Жмутся друг к другу скособоченные домишки с подслеповатыми окнами, притаились со своими страхами за полусгнившими и ржавыми изгородями. Букачевцы, как и тысячи других галицийских местечек, еще не дошли до императорского указа 1866 года, разрешающего евреям, сбрившим пейсы и сбросившим длиннополые лапсердаки, покидать свои гетто. Только отец Менахем Ротфельд и Хаим Шнеерсон — местечковая «знать» сменили одежду, но и они не покинули гетто, здесь хозяйничают, промышляют торговлей.
Торговля — основное занятие букачевцев, половина местечка торгует своей нищетой. В убогих лавчонках продаются селедка, вареные яйца, липкие конфеты в заманчивых обертках, позеленевшие кусочки сыра (эта блажь не по карману букачевцам), лук, чеснок, редька, стручковый горох, даже заварка в пузатом чайнике.
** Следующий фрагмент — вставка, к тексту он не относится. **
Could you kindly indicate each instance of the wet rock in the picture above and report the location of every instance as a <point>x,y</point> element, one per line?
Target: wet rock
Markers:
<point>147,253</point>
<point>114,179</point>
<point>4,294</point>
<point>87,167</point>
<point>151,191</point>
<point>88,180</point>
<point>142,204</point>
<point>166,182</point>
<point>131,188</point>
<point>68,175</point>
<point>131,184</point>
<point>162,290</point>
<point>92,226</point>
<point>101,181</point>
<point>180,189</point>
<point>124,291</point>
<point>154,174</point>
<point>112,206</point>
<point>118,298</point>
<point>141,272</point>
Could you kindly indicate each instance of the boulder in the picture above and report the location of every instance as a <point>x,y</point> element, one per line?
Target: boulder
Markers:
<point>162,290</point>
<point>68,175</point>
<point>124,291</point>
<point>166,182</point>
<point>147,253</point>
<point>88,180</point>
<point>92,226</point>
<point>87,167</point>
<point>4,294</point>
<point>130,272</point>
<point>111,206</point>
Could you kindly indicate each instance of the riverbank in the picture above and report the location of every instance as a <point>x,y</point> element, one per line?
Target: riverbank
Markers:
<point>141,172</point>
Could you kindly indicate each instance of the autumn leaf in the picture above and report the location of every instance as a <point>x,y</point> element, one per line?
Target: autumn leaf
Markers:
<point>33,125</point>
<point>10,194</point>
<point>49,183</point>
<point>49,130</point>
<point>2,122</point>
Имеются и пачки чая — не находятся на них покупатели. Не блещут чистотой полки с товаром, на грязных полах копошатся детишки в лохмотьях. Между полками и детьми сидят продавцы — меланхолики с зеленоватыми и золотушными лицами. Ко всему безразличны, но стоит мальчонке продвинуться к полке, протянуть к ней ручонку, как его отрезвляет молчаливый шлепок. С завистью глядят голодные дети на посетителей, чаще всего заходящих от нечего делать. Настоящие покупатели идут к владельцам конкурирующих фирм — Хаиму Шнеерсону или Менахему Ротфельду. Их лавки манят разнообразием товаров, чистотой и порядком. На одних полках выставлены ткани, одежда, шляпы и обувь, на других — казаны, кастрюли, тарелки, на третьих — всевозможная снедь, даже кашерные[1] сосиски в специальных сосудах.
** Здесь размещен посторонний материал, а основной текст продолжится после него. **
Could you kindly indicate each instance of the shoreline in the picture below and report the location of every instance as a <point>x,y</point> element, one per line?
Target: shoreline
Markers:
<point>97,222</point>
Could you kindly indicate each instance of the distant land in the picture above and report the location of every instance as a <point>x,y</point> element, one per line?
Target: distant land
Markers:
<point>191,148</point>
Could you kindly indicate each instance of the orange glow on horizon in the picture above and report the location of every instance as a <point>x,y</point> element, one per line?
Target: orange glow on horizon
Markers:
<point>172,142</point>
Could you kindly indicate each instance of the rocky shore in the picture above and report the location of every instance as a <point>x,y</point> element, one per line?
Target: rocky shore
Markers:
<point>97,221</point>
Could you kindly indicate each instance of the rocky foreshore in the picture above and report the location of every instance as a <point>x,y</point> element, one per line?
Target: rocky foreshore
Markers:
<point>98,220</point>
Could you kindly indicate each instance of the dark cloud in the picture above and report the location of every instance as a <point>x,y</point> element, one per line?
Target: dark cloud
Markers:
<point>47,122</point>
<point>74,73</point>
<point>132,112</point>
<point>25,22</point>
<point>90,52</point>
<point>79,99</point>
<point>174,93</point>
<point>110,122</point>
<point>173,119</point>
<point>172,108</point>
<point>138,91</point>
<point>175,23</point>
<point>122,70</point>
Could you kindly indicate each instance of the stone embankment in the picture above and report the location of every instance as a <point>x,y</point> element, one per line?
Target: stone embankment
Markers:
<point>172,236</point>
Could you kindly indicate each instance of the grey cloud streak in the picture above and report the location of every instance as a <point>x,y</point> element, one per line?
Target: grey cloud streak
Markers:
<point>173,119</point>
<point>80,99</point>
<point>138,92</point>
С покупателями отец вежлив, почтителен, с утра до вечера им угождает, а на улице ни на кого не обращает внимания. У восточной стены синагоги, на почетном купленном месте, выше него только бог. Так почему же в собственном магазине?.. Спросил у отца, тот ответил:
— Портняжка Юдка сегодня два часа морочил мне голову, воротил носом: «Не то!» Все же ушел с покупкой. Как думаешь, сколько стоит этот «самый лучший» казан?
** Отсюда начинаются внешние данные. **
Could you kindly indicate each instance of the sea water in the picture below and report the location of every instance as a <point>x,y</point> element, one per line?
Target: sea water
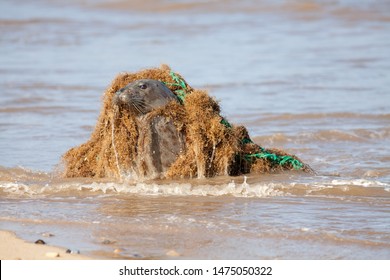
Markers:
<point>309,77</point>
— Пять крон,[2] ты же сам назвал эту цену.
— Это Юдка так уплатил, с настоящего покупателя получил бы не больше трех крон. Так стоит за две кроны покланяться? А на улице и в синагоге за богатство, идущее от таких дураков, они же мне кланяются.
Деньги, деньги, деньги! Отцовское божество, философия! С утра до вечера он «делает» деньги — в этом смысл всей его жизни. Копит деньги, молится на них, никогда не дает милостыню — ни в кружку Меера-чудотворца, ни нищим, ни на мацу для бедняков. Боже упаси, не из-за жалости, из принципа: «Нельзя потворствовать бездельникам, должны работать». Он и мать тиранит за милостыню, без конца поучает: «Где геллер[3] скачет, там крона плачет!». Просит мать на расходы, следует неизменный ответ: «Зачем? Все имеем в своем магазине».
Привел как-то домой приятеля Симху. Заигрались, Симха нечаянно выдавил в оконной раме стекло. Вернувшись, взглянул отец на оконную раму:
— Такое стекло стоит три кроны!
Не кричит, это значит, что взбешен до крайности. Еще бы, стекло — это деньги. Старается успокоить отца:
— Заработаю, вставлю стекло.
— Мы не нищие, не можем жить в доме с разбитым стеклом, — объясняет отец. — Кроны нужны не потом, а сейчас.
— Так что — идти воровать? — слезами прорвалось отчаяние.
— Паршивец! — ударила мать по лицу. — Как разговариваешь с отцом?!
Первая в жизни пощечина взорвала незыблемый патриархальный порядок.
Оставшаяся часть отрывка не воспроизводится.